Together, they lovingly recreate, occasionally embellish and generally skip their way through 11 tracks by Rick Davies and Roger Hodgson, two of the 1970s’ most consistent but somehow underrated hitmakers. There’s also one bonus original songs that offers its own unique intrigues, but more on that in a moment.
The unqualified highlight arrives midway through Songs of the Century with “It’s Raining Again,” featuring the long-retired Colin Moulding of XTC fame. Appearing with Yes/Asia/Buggles keyboardist Geoff Downes and Sherwood, Moulding strips the song of whatever melancholy it once possessed, transforming it into a brilliant, sun-filled power-pop confection.
Elsewhere, Larry Fast — such an important piece of the initial Peter Gabriel solo albums — adds a kaleidoscopic keyboard interlude to “Breakfast in America” alongside a typically robust handling of the lyric by John Wetton (King Crimson, UK, Asia). John Wesley, a one-time sideman with Porcupine Tree, is nearly upstaged at times on vocals by the bouncing bass counterpoint from Sherwood during “Take the Long Way Home” — until Wesley bursts back to the fore with a scorching solo guitar turn.
[SOMETHING ELSE! INTERVIEW: 'Songs of the Century' producer Billy Sherwood talks about what Supertramp means to him: They "changed my world."]
An out-of-nowhere combination of Mickey Thomas from Jefferson Starship, Steve Morse from Deep Purple and Tony Kaye from Yes join Sherwood for “The Logical Song.” Morse, though his soloing space is remarkably brief, offers an interestingly angular commentary while Thomas, after what had been a very faithful reading, really cuts loose toward song’s end. Mr.

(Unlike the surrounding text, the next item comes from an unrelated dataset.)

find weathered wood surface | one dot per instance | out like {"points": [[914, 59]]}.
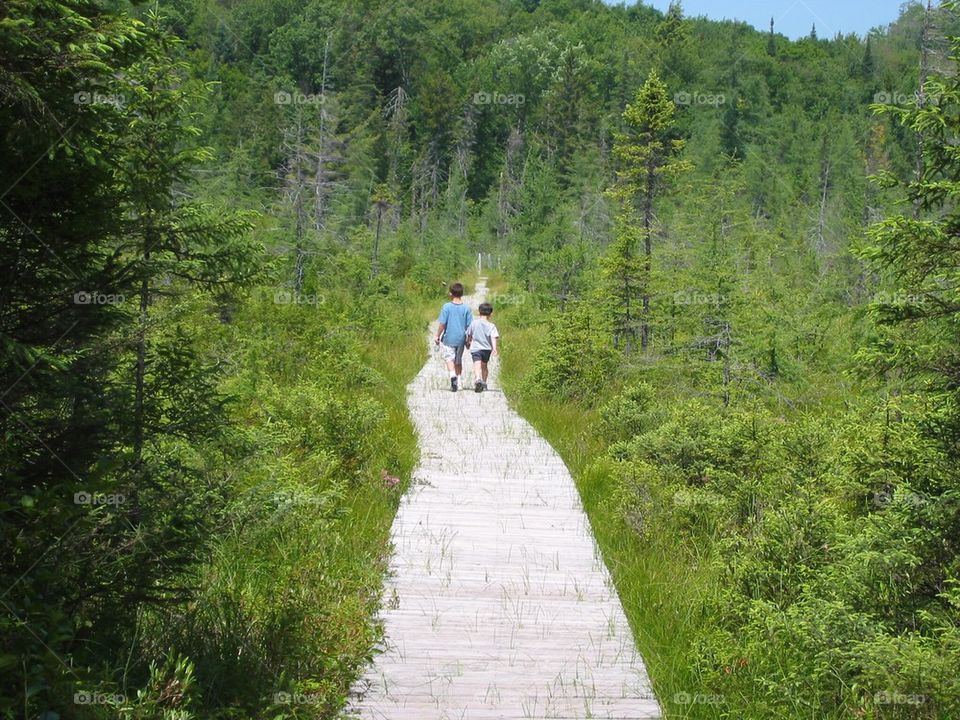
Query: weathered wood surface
{"points": [[498, 604]]}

Mister frontman Richard Page continues his summer resurgence, following up a celebrated turn in Ringo Starr’s newest All-Starr Band, with his own touching iteration of “Give A Little Bit,” Page is joined by original Yes guitar Peter Banks, who offers a roiling solo in counterpoint.
Sherwood fronts a group that includes fellow Yes alum Rick Wakeman and Tony Levin (King Crimson, Peter Gabriel, John Lennon) on an anthematic interpretation of “Crime of the Century,” exploring to the outer edges of Supertramp’s occasional penchant for prog. Renaissance’s Annie Haslem so perfectly mimics the original vocal on “Dreamer” that it’s difficult at times to discern that it’s not in fact Roger Hodgson. She’s joined by former E Street Band and Stanley Clarke keyboardist David Sancious, who offers a series of gurglingly propulsive responses.
Toto’s Steve Porcaro and Nektar’s Roye Albrighton are featured on “Rudy”; Joe Lynn Turner (Rainbow, Deep Purple) sings “Bloody Well Right,” while Rod Argent (The Zombies, Argent) fronts the band for “School” — with a notable assist on lead guitar from the Doors’ Robby Krieger.
Finally, Yes fans are also pointed to the project’s bonus track, featuring a partial band reunion of Sherwood (who composed the song), bassist Chris Squire and keyboardist Tony Kaye. From the billowing initial vocal by Squire, “Let the World Revolve” is a joy-filled romp, with Sherwood darting in and out at the mic, and Kaye doodling ecstatically behind on the Hammond.
Does this shimmeringly optimistic aside have anything to do with Supertramp? Well, not really. But it sure was fun. And that, as much as anything seems to be the point here.